Além do mais, foi o poeta britânico Thomas
Campbell (1777-1844) quem me deu o estalo: Compreender que há outros pontos de vista é o início da sabedoria. Viver
nos corações que deixamos para trás é não morrer. Sim,
isso mesmo, o plural e o heterogêneo, o que sou e a outra. Certa feita, no
íntimo da minha solidão, ouvi Sebastião Salgado: Minha maior esperança é
provocar um debate sobre a condição humana do ponto de vista dos povos em êxodo
de todo o mundo. Constatamos que o mundo está dividido em duas partes: de um
lado a liberdade para aqueles que têm tudo, do outro a privação de tudo para
aqueles que não têm nada. Isso me fez repensar tudo que já havia feito e o
por fazer. Deparei-me com a minha própria carta de gratidão para quem tem uma
história que dá para outra história sobre quase nada ou tudo, o que for. E
sempre o meu convite braços apertos, mãos espalmadas: venha, junte-se.
Duas de uma (Que
dizia: Eu sou o Alfa e o Ômega, o primeiro e o derradeiro; e o que vês,
escreve-o num livro...) - Imagens do
premiado fotógrafo e poeta Xirumba Amorim. - Mesmo
que tudo se parecesse mesmice a cada dia, um sim outro não, algum talvez, quem
dera ou sabe-se lá, nunca é a mesma coisa. Já passei por muitas e boas, sempre
adiante. Teve uma vez, entre lá e loa, lá estava João, homem comum que saiu das
grades depois da queda das drogas e tornou-se asceta pelas ruas, a discernir o
duelo entre o bem e o mal. Dele pude perceber a perdição e que o pior não está
por vir, já degenerou faz tempo e agora tudo está perdido no meio da loucura, quanto
não de sórdido e escatológico, entre ladainhas religiosas e licenciosas
risadagens: o grotesco nos espreita, o horror gratuito e ninguém sabe o que
fazer da vida nem de nada, apenas mergulha a alma corrompida na lama da vileza
escancarada. Ninguém é inocente. E não mais o vi, perdeu-se e me deixou no redemoinho
do Apocalipse do Fernando Bonassi que me Sorria:
Deposite aqui. Aguarde. Ficha no caixa. Leve
três. Aceitamos todos os tíquetes. Só com RG. Não pise na faixa. Pague dois.

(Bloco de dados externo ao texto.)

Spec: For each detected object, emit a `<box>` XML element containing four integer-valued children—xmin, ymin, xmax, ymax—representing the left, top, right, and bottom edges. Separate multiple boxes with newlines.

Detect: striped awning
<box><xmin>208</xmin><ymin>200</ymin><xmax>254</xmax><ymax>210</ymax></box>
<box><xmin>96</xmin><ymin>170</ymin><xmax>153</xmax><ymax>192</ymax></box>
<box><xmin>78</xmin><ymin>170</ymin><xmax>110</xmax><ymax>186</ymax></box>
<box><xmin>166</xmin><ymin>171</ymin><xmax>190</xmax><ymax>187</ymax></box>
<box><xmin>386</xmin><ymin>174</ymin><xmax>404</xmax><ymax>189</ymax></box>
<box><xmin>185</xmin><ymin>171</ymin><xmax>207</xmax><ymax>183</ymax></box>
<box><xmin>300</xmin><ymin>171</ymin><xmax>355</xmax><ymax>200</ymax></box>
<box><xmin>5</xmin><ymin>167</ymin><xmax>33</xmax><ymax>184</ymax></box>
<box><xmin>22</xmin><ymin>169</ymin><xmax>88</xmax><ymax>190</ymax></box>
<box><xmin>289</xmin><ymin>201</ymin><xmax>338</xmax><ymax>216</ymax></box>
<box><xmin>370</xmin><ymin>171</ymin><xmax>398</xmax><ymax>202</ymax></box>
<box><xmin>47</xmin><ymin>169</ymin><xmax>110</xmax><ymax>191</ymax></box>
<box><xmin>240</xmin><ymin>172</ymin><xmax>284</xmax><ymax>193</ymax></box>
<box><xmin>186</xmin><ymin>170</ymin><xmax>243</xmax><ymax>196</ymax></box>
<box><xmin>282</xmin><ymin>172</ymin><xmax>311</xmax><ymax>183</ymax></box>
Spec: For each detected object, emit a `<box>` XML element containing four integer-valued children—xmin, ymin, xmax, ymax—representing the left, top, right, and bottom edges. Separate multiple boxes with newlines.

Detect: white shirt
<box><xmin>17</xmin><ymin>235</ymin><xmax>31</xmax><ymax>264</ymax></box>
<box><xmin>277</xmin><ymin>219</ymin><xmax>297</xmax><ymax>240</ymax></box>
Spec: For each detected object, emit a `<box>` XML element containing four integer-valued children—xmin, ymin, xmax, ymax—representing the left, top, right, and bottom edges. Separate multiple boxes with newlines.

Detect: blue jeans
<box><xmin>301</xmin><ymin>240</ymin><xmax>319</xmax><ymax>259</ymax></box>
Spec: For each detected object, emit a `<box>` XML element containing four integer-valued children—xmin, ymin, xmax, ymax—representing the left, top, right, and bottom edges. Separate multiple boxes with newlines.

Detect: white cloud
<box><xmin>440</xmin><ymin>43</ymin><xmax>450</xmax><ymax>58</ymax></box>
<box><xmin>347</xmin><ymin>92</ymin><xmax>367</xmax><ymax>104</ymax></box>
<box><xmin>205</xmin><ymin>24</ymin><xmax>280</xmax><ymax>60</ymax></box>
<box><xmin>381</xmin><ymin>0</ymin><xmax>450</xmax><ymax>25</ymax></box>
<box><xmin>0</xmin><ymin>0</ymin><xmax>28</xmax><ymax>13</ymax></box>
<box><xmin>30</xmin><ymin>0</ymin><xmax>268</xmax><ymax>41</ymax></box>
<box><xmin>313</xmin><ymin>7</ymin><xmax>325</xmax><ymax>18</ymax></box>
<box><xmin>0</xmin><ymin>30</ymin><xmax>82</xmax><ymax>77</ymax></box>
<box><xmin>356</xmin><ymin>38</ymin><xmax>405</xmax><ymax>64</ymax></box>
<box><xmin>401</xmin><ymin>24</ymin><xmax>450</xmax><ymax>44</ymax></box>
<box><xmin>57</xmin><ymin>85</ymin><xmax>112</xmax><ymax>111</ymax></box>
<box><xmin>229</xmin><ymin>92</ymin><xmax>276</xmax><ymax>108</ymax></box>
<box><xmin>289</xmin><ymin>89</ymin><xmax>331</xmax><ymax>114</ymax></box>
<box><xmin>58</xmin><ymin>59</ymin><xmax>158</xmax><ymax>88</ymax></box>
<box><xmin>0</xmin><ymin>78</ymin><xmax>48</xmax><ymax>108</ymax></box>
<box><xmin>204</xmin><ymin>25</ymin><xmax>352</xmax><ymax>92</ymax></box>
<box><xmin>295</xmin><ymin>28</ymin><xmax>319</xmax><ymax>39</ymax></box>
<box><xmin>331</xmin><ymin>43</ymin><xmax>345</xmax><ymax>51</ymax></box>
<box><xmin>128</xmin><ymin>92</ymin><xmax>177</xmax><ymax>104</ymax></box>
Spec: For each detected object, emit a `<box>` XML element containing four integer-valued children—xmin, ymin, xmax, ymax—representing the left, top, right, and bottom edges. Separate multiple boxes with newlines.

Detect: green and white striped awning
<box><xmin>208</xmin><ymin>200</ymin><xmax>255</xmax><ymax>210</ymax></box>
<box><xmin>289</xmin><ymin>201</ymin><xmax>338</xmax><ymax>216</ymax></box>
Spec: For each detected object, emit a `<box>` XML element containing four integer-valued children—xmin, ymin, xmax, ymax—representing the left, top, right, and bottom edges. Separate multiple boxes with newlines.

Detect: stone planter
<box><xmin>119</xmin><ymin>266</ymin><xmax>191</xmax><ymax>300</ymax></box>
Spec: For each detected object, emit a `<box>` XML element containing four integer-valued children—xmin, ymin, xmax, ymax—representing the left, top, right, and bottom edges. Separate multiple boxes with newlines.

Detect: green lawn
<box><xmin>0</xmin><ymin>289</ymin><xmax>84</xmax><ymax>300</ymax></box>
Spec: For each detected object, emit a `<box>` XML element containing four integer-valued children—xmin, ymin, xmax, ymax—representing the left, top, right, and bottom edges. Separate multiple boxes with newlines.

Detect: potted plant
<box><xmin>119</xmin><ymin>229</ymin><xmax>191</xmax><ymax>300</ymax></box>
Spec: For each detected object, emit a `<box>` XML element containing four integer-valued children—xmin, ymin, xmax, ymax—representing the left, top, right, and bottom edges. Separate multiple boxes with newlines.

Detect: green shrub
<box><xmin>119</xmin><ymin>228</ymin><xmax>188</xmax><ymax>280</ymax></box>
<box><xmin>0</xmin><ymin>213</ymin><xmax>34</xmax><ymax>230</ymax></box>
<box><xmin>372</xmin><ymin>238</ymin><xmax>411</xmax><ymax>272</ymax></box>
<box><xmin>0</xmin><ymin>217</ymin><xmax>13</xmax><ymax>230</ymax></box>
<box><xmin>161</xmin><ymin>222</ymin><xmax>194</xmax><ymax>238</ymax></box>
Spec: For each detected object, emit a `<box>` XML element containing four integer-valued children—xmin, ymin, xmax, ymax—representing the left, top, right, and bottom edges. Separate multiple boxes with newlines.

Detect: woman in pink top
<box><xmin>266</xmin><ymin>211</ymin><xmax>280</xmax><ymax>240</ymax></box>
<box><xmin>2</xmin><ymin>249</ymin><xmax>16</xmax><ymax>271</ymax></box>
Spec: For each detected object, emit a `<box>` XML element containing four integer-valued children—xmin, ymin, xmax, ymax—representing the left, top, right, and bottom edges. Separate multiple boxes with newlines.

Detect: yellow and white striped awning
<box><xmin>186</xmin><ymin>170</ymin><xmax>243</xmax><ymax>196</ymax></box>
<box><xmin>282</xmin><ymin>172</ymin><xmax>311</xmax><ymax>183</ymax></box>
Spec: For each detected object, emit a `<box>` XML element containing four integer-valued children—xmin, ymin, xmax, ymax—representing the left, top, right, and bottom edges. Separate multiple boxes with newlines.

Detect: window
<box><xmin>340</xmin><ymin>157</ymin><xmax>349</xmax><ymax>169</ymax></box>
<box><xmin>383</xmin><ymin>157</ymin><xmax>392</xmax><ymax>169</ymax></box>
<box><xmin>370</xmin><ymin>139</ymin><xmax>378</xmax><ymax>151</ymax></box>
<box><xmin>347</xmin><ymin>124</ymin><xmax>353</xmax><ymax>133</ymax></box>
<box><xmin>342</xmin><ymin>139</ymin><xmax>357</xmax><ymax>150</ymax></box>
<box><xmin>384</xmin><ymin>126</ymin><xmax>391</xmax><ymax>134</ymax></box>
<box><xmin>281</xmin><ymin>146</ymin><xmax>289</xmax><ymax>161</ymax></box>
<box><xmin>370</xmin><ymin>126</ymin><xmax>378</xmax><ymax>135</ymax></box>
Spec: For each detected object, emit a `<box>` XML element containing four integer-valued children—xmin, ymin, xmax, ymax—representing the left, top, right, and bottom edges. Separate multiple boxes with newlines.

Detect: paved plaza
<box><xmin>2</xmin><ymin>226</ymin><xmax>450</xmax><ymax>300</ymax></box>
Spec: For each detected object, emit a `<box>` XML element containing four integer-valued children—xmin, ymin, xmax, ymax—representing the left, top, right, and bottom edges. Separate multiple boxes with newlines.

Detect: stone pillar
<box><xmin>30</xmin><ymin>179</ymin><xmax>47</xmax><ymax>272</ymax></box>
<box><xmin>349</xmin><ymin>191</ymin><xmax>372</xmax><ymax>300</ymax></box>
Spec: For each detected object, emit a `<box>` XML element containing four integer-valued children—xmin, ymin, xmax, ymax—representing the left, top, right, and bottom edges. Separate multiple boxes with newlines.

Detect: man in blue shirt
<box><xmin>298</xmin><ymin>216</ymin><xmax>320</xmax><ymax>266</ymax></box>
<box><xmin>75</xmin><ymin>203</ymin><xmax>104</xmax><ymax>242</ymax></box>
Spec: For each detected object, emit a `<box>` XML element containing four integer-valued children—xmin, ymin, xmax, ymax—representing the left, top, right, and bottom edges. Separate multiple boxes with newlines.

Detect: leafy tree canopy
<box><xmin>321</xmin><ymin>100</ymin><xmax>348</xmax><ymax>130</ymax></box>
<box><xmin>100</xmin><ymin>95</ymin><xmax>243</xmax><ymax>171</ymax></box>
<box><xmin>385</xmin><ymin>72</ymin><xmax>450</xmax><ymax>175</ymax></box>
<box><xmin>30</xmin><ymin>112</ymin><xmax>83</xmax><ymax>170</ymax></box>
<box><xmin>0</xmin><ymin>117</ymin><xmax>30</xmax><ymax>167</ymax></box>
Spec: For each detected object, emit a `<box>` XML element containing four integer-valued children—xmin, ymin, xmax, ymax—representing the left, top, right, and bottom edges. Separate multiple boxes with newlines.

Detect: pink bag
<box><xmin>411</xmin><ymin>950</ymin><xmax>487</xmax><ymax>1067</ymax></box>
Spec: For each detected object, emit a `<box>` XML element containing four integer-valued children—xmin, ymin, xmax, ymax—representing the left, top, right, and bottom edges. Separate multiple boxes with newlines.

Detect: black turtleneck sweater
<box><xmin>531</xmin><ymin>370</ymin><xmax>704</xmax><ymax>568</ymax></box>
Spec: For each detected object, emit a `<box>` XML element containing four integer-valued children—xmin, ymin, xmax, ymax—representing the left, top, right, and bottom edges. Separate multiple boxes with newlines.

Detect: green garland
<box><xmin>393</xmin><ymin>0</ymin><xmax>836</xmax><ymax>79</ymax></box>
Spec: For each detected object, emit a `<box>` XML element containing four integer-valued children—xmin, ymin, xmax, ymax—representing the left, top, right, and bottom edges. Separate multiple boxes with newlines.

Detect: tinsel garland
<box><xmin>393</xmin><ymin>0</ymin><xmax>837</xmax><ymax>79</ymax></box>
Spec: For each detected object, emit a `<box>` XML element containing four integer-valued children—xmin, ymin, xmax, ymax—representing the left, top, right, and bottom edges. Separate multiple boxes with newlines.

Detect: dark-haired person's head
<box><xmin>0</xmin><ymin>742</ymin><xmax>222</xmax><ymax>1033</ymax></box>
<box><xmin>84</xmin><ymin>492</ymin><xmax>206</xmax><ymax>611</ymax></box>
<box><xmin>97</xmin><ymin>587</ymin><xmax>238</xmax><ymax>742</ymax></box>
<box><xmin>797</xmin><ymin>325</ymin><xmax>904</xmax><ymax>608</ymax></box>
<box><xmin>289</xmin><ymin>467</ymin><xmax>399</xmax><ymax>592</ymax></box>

Por quilo. Facilite o troco. Até o vencimento. Débito automático. Fila única.
Não tem chave. Não insista. Crédito obrigatório. Confira. Buzine. Conforme
instruções. Relaxe. É lei. Digite a senha. Silêncio. À vista. Visite nossa
cozinha. Senha não confere. Obrigado. Atenção. Em jejum. Fale com nossas
operadoras. Não desligue. Por favor. Não perfure. Cuidado. Não rasure. Pare.
Não amasse. Bloqueado. Deseja salvar? Sorria! Você está sendo filmado. E só me restasse o dia estrada afora.
Três das muitas faces de Arlete... - Primeiro a radialista que começou como
locutora na Radio Jornal do Comércio, isso depois de ter sido instrumentadora
num consultório odontológico. Passou para os Diários Associados, trabalhou nas
rádios Tamandaré e Clube de Pernambuco. Depois a atriz consagrada que integrou
a companhia teatral de Barreto Júnior, sendo logo premiada como revelação na
peça A cegonha se diverte – ou seja,
aos 16 anos de idade. Estava dado o pontapé, integrando o elenco da TV Tupi e,
daí, para a Manchete e Globo. Transitou pelo cinema, começando com Terra sem deus (1963) até Amigos de sorte (2021), muitos outros.
Também pelo teatro, desde o prêmio de revelação em 1958, até a temporada de O que o mordomo viu (2014-2015), tantas
mais. E fiquei maravilhado quando pude ver Evangelina no Todo mundo sabe que todo mundo sabe, a
Rita em Veneza, a Velma Von Tussle em
Hairspray, a Maria Lúcia em A Partilha e Mirta no O que o mordomo viu. Coisa de fã ficar
muito mais tiete. Por fim, a mulher
que saiu de Paudalho para o hiperestrelato: Eu adoro estar viva. Tenho pavor da velhice e da morte. E deu
aquela gaitada nordestina: Tô tinindo!
Hehehehehe! Em depoimento na tevê ela se mostrou: Eu até fico meio constrangida de falar, porque eu tenho boas condições
pra fazer o isolamento. Eu moro numa casa, uma casa ampla. Tenho espaço pra me
deslocar, pra evitar o tédio. Mas há quem mora num lugarzinho quatro por
quatro, com seis pessoas – como já vi uma senhora que mora com 16 pessoas – e
sequer tem água. A gente fica falando ‘lavem as mãos’, mas tem comunidade que
nem tem água. Como é que a gente vai ficar falando ‘lave as mãos’? Espero que
as autoridades, depois de tudo isso, prestem atenção nessa desigualdade imensa,
esse descaso com a população mais carente, e corrija isso, que é muito cruel.
Esta a maravilhosa Arlete. Até mais ver.